The Fifth Circuit held that such a “snap removal” was permitted by the plain text of the removal statute, noting that the “forum defendant rule” only applied once an in-state defendant was served. (In relevant part, 28 U.S.C. § 1441(b)(2) says that a civil action “. . . may not be removed if any of the parties in interest properly joined and served as defendants is a citizen of the State in which such action is brought.” (emphasis added)).

The Court declined to find that this situation produced an “absurd result,” noting the Second Circuit’s observation that: “Congress may well have adopted the ‘properly joined and served’ requirement in an attempt to both limit gamesmanship and provide a bright-line rule keyed on service, which is clearly more easily administered than a fact-specific inquiry into a plaintiff’s intent or opportunity to actually serve a home-state defendant.”  Texas Brine Co. LLC v. AAA, No. 18-31184 (April 7, 2020).
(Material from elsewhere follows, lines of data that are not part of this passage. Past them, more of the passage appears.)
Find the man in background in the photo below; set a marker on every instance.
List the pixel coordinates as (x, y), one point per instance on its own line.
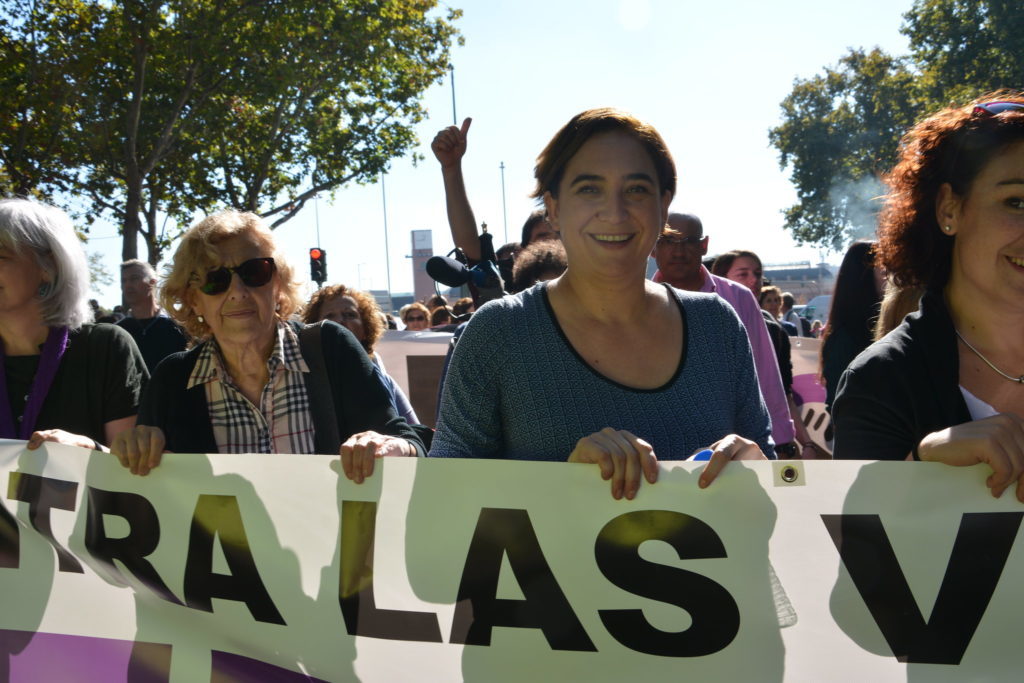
(155, 334)
(678, 252)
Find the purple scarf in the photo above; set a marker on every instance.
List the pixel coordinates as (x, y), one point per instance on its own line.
(56, 342)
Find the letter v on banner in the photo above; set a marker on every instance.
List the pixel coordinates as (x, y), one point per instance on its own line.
(979, 554)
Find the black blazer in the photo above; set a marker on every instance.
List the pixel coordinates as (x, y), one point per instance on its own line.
(901, 388)
(360, 400)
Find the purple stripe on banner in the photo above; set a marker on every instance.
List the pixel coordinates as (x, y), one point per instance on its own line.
(226, 667)
(48, 656)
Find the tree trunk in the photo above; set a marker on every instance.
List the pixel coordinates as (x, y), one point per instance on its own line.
(132, 225)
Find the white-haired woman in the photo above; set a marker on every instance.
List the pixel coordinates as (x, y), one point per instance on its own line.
(64, 379)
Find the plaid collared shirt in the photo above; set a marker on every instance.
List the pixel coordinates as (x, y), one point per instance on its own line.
(282, 422)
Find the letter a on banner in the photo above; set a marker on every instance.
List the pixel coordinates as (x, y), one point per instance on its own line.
(500, 531)
(219, 516)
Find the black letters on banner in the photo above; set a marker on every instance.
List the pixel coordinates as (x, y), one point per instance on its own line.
(501, 531)
(980, 551)
(219, 516)
(143, 536)
(43, 494)
(713, 610)
(355, 588)
(9, 550)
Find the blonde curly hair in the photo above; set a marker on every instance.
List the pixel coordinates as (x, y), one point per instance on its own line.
(197, 253)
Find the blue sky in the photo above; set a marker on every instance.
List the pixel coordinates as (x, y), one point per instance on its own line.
(710, 76)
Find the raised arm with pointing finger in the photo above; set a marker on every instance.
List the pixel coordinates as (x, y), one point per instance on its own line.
(449, 147)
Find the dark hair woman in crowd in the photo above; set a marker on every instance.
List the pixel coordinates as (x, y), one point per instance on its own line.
(947, 384)
(415, 316)
(357, 311)
(256, 383)
(537, 263)
(744, 267)
(64, 379)
(853, 313)
(619, 371)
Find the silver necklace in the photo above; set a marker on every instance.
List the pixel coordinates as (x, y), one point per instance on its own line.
(1019, 380)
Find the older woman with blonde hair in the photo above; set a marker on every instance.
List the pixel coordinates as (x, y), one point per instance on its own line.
(64, 379)
(256, 383)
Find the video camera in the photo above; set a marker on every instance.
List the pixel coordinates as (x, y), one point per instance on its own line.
(483, 278)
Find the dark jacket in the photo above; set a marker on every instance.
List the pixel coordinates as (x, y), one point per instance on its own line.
(901, 388)
(360, 401)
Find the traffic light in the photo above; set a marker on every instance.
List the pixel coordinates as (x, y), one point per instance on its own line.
(317, 265)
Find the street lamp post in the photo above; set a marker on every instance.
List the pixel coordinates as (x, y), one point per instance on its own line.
(505, 212)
The arbitration clause in Bowles’s employment contract had a provision delegating to the arbitrator, “any legal dispute . . . arising out of, relating to, or concerning the validity, enforceability or breach of this Agreement, shall be resolved by final and binding arbitration.” Bowles argued that disparity of bargaining power during her contract negotiations amounted to procedural unconscionability. “Bowles’s challenge to the Arbitration Agreement as procedurally unconscionable was a challenge to the Agreement’s enforceability, not to its existence. For that reason, under the delegation clause in the Agreement that sends all enforcement challenges to an arbitrator, the district court correctly referred this challenge to the arbitrator.” Bowles v. OneMain Fin. Group, No. 18-60749 (April 2, 2020).

“For a generation, the State of Texas and a federally recognized Indian tribe, the Ysleta del Sur Pueblo, have litigated the Pueblo’s attempts to conduct various gaming activities on its reservation near El Paso. This latest case poses familiar questions that yield familiar answers: (1) which federal law governs the legality of the Pueblo’s gaming operations—the Restoration Act (which bars gaming that violates Texas law) or the more permissive Indian Gaming Regulatory Act (which “establish[es] . . . Federal standards for gaming on Indian lands”); and (2) whether the district court correctly enjoined the Pueblo’s gaming operations.” Unfortunately for the tribe, the Fifth Circuit found that a previous opinion conclusively settled these issues in favor of the State of Texas. The opinion also discusses the proper scope of injunctive relief for such a situation. Texas v. Ysleta del Sur Pueblo, No. 19-50400 (April 2, 2020).